The total electric energy becomes

$$\mathcal{E}={\int }_0^{\infty }\rho \left(r\right)r^{2}dr=\frac{Q^{3/2}}{{\beta }^{1/4}}$$

$$\times {\int }_0^1\frac{{(1-y^2)}^{(\sigma -1)/2}[1+y^2(2\sigma -1)][(2{\sigma }^2-3\sigma +1)y^4+(5\sigma -2)y^2+1]dy}{{[1+(\sigma -1)y^2]}^2\sqrt{y[y^2(\sigma -1)+1]}},\left(B3\right)$$

where we have used Eq. (A6). By numerical calculations of integral (B3) we obtain dimensionless variables $\overline{\mathcal{E}}\equiv \mathcal{E}{\beta }^{1/4}/Q^{3/2}$ which are presented in Table 1.

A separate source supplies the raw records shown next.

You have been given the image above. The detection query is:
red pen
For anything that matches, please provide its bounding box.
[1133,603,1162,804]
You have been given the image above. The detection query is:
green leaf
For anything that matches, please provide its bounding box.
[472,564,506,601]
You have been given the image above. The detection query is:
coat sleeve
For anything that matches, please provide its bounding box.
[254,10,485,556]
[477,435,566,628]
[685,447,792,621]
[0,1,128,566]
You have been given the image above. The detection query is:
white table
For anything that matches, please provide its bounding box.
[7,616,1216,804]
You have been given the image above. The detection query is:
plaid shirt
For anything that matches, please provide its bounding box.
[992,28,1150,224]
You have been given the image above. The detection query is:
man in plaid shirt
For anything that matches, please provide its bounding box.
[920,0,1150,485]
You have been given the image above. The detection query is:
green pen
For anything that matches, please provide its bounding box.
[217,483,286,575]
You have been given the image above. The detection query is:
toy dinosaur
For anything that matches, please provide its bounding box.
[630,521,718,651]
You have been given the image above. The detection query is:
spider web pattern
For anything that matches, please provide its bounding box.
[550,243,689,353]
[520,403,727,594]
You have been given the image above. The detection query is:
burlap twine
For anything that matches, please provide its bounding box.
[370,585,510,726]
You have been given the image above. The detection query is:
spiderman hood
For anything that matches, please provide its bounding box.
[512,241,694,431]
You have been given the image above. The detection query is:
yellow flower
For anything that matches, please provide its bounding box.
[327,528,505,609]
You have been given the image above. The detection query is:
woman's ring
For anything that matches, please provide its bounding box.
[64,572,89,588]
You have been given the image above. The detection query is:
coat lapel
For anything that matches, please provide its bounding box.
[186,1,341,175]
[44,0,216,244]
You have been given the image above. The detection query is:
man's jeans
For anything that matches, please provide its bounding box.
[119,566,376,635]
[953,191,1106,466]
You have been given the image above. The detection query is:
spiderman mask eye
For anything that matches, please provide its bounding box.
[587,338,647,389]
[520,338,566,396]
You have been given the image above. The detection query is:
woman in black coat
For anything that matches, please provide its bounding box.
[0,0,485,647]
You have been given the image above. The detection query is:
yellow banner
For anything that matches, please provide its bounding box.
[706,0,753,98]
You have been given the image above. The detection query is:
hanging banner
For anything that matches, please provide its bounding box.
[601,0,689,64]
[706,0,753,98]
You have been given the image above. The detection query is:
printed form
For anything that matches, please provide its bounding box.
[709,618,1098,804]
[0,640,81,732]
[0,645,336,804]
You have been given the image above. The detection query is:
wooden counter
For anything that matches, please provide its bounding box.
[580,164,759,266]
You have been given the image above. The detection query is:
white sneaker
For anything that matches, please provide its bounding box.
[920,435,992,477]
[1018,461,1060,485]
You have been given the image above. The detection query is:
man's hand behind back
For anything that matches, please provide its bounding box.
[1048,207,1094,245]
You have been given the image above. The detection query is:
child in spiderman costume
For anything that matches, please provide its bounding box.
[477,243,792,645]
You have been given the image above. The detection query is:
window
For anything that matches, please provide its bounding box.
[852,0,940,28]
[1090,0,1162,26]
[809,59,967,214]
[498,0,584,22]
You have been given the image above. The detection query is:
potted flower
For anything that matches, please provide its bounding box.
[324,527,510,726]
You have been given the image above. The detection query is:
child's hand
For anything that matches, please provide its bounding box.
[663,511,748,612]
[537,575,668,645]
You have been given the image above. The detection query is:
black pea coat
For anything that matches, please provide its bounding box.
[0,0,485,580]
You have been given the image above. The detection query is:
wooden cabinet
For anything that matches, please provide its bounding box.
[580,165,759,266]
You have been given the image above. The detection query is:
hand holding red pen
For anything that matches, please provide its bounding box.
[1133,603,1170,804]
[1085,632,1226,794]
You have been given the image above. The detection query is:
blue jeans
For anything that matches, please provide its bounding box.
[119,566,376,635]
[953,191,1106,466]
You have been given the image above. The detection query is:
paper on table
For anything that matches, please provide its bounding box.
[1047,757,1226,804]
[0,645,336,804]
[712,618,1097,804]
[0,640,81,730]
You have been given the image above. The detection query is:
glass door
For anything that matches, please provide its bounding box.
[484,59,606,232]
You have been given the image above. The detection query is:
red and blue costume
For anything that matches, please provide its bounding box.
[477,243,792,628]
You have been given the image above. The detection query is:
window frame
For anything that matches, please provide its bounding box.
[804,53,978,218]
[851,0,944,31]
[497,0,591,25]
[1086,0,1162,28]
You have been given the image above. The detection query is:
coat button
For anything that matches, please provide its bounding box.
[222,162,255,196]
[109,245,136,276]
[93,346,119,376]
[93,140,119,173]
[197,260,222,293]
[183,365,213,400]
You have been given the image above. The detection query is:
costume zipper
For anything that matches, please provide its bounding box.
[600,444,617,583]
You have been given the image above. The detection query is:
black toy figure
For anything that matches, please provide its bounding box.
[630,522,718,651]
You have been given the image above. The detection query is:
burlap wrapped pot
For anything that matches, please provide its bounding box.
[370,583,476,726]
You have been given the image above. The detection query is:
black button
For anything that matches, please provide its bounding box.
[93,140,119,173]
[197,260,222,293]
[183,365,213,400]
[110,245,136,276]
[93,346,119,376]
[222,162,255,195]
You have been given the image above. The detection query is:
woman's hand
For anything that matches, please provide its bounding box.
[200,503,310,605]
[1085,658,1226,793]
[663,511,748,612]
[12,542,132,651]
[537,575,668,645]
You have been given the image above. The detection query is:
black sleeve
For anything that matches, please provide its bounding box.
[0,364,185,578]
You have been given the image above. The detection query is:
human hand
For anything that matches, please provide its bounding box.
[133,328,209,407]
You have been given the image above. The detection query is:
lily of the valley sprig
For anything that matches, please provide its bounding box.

Table 1. Approximate values of $\overline{\mathcal{E}}\equiv \mathcal{E}{\beta }^{1/4}/Q^{3/2}$

$\sigma$	0.1	0.2	0.3	0.4	0.5	0.6	0.7	0.8	0.9	1
$\overline{\mathcal{E}}$	1.272	1.233	1.202	1.176	1.153	1.132	1.108	1.097	1.081	1.067

Table 1. Approximate values of $\overline{\mathcal{E}}\equiv \mathcal{E}{\beta }^{1/4}/Q^{3/2}$

$\sigma$	0.1	0.2	0.3	0.4	0.5	0.6	0.7	0.8	0.9	1
$\overline{\mathcal{E}}$	1.272	1.233	1.202	1.176	1.153	1.132	1.108	1.097	1.081	1.067

As a result, in our NED model the electrostatic energy of charged objects is finite. According to the Abraham and Lorentz idea, the electron mass may be identified with the electromagnetic energy [12,27,28]. Then one can obtain the parameters ${\beta }^{1/4}$ and $\sigma$ to have the electron mass $m_e=\mathcal{E}\approx 0.51$ MeV. Dirac also considered that the electron can be the classical charged object [29].

5. Summary

We have obtained magnetic black hole solutions in Einstein-AdS gravity coupled to NED with two parameters which we propose here. The metric and mass functions and their asymptotic with corrections to the Reissner–Nordström solution have been found. The total black hole mass includes the Schwarzschild mass and the magnetic mass that is finite. We have plotted the metric function showing that black holes may have one or two horizons. When parameter $\sigma$ increases the event horizon radius $r_{+}$ decreases. The black holes thermodynamics in an extended phase space was studied. We formulated the first law of black hole thermodynamics where the pressure is connected with the negative cosmological constant (AdS spacetime). The thermodynamic potential conjugated to magnetic charge and the thermodynamic quantity conjugated to coupling $\beta$ (so called vacuum polarization), were computed and plotted. It was proofed that the generalized Smarr relation holds for any parameter $\sigma$. We calculated the Hawking temperature, the heat capacity and the Gibbs free energy. The analyses of first-order and second-order phase transitions for arbitrary $\sigma$ were performed for some parameters. The Gibbs free energy has shown the critical ’swallowtail’ behavior that is similar to the Van der Waals liquid–gas behavior. It was shown within the NED proposed that the electric field of charged objects at the origin and electrostatic self-energy are finite.